Neue Einblicke in die Funktionsweise des CRISPR-Cas9-Systems

Dreidimensionale Struktur des Gentechnologie-Werkzeugs aufgeklärt / HZI-Forscherin Emmanuelle Charpentier beteiligt

06.02.2014

Bakterien (in gelb) nutzen das CRISPR-Cas-System, um sich gegen fremde DNA, zum Beispiel von Phagen (in rot), zu verteidigen.

© HZI / M. RohdeBakterien (in gelb) nutzen das CRISPR-Cas-System, um sich gegen fremde DNA, zum Beispiel von Phagen (in rot), zu verteidigen.

Das CRISPR-Cas9-System ist eine der bedeutendsten molekularbiologischen Entdeckungen der vergangenen Jahre. Seine Nutzung als biotechnologisches Werkzeug wurde  2012 erstmalig beschrieben; es basiert auf der Immunabwehr von Bakterien und Archaeen und gilt bereits jetzt als bahnbrechende Technologie. Einfacher, kostengünstiger und präziser als bisher können Wissenschaftler mit dem CRISPR-Cas-System die Erbsubstanz verschiedener Zellen gezielt editieren. Die Forscher hoffen, mit seiner Hilfe eines Tages Krankheiten bekämpfen zu können. 

Bisher war zwar der Mechanismus bekannt, mit dem CRISPR-Cas auf molekularer Ebene funktioniert, nicht aber die zugrunde liegenden Molekülstrukturen. Im Science Express, der Vorabversion der wissenschaftlichen Fachzeitschrift Science, beschreibt ein internationales Forscherteam, unter anderem von der amerikanischen University of Berkeley, nun die dreidimensionale Struktur des CRISPR-Cas-Komplexes und gibt dadurch Hinweise auf dessen genaue Funktionsweise: Die sogenannte „Guide RNA“ (Führungs-Ribonucleinsäure) löst eine Veränderung in der Konformation des Enzym-Moleküls aus und ist so entscheidend für die Bindung in der Zielregion auf dem Erbgut. Co-Autorin des Artikels ist die HZI-Forscherin Prof. Emmanuelle Charpentier.
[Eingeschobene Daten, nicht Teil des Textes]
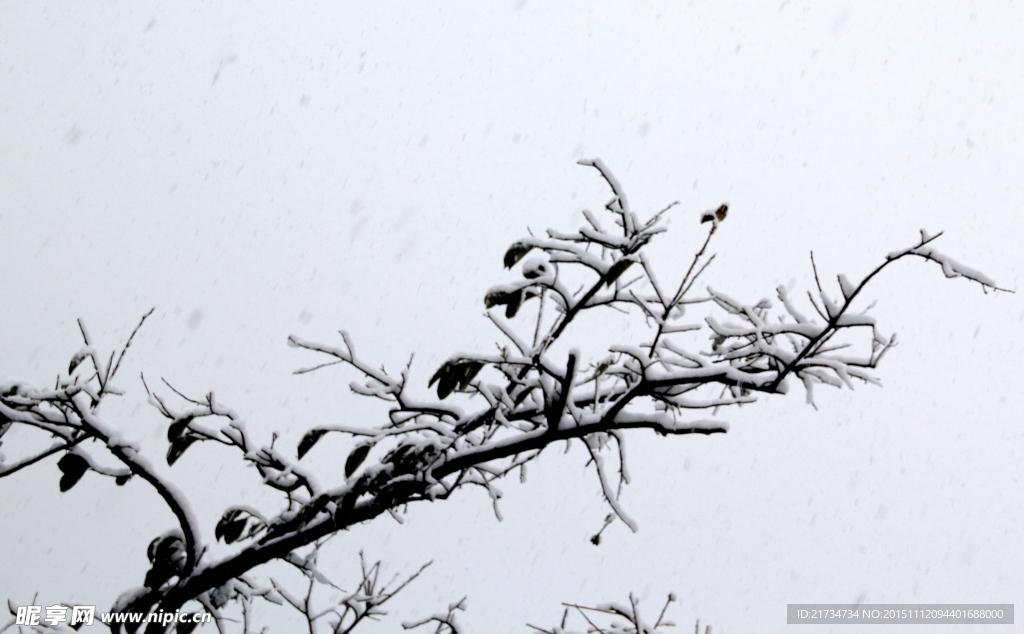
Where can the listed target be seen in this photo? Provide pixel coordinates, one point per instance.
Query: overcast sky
(258, 169)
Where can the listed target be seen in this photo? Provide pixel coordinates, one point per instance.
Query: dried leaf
(355, 459)
(515, 253)
(178, 447)
(74, 467)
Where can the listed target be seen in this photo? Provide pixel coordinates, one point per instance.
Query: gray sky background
(256, 170)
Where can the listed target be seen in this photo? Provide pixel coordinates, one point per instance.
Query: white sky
(260, 169)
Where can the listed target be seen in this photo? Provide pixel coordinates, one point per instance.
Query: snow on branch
(489, 413)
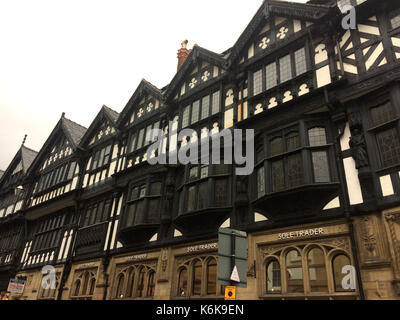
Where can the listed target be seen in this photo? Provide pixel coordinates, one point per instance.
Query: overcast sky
(74, 56)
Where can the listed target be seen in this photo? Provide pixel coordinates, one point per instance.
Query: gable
(272, 33)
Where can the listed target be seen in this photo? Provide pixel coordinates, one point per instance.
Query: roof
(74, 130)
(307, 11)
(196, 53)
(24, 155)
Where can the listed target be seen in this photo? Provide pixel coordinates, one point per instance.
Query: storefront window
(294, 272)
(317, 271)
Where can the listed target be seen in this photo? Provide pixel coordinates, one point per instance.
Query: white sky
(74, 56)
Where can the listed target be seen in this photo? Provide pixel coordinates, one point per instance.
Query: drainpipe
(346, 202)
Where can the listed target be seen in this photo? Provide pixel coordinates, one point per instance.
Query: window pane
(389, 147)
(278, 178)
(185, 117)
(272, 79)
(140, 287)
(212, 277)
(150, 285)
(317, 137)
(139, 212)
(382, 114)
(197, 278)
(295, 172)
(222, 169)
(294, 272)
(182, 287)
(195, 111)
(321, 167)
(261, 182)
(274, 277)
(203, 195)
(193, 173)
(205, 107)
(155, 189)
(133, 143)
(142, 191)
(276, 146)
(135, 193)
(204, 171)
(257, 82)
(300, 59)
(292, 141)
(339, 263)
(317, 271)
(221, 192)
(285, 68)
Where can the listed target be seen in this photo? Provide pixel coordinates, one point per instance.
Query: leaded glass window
(389, 147)
(221, 191)
(257, 82)
(277, 146)
(185, 117)
(295, 170)
(278, 176)
(317, 137)
(195, 111)
(300, 61)
(382, 114)
(321, 167)
(261, 182)
(395, 21)
(205, 107)
(292, 141)
(215, 103)
(271, 75)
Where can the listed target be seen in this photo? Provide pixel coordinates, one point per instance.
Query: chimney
(183, 53)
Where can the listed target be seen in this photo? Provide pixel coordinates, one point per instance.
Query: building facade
(324, 102)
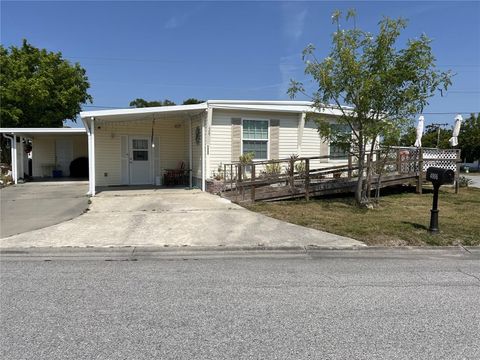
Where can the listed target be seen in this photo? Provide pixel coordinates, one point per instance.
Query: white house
(137, 146)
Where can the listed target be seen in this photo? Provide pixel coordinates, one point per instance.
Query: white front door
(63, 155)
(140, 160)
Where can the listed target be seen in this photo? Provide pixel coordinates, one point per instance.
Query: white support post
(20, 162)
(14, 159)
(203, 155)
(301, 126)
(190, 153)
(92, 147)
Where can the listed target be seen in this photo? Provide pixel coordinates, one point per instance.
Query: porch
(146, 147)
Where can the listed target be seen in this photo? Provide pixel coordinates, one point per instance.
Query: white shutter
(124, 160)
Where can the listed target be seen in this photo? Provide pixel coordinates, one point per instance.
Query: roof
(30, 132)
(254, 105)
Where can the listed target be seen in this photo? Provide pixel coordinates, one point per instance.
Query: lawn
(401, 219)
Charpentier hat die Arbeiten in Wien und im schwedischen Umeå begonnen, bevor sie im Dezember 2012 an das Helmholtz-Zentrum für Infektionsforschung (HZI) nach Braunschweig wechselte. Hier leitet sie die Abteilung Regulation in der Infektionsbiologie und hat einen Lehrstuhl an der Medizinischen Hochschule Hannover. Die Molekularbiologin ist für das Jahr 2014 mit einer Humboldt-Professur ausgezeichnet worden. Die gebürtige Französin gilt als eine der Pionierinnen auf dem Gebiet der CRISPR-Cas-Forschung.

 

 

Originalpublikation:

Martin Jinek, Fuguo Jiang, David W. Taylor, Samuel H. Sternberg, Emine Kaya, Enbo Ma, Carolin Anders, Michael Hauer, Kaihong Zhou, Steven Lin, Matias Kaplan, Anthony T. Iavarone, Emmanuelle Charpentier, Eva Nogales, Jennifer A. Doudna
Structures of Cas9 endonucleases reveal RNA-mediated conformational activation
Science, 2014, DOI: 10.1126/science.1247997

 

Die Abteilung Regulation in der Infektionsbiologie untersucht, wie die Expression von bakterieller RNA und bakteriellen Proteinen gesteuert wird. Diese beiden Faktoren haben entscheidenden Einfluss auf Beginn und Verlauf von Infektionen.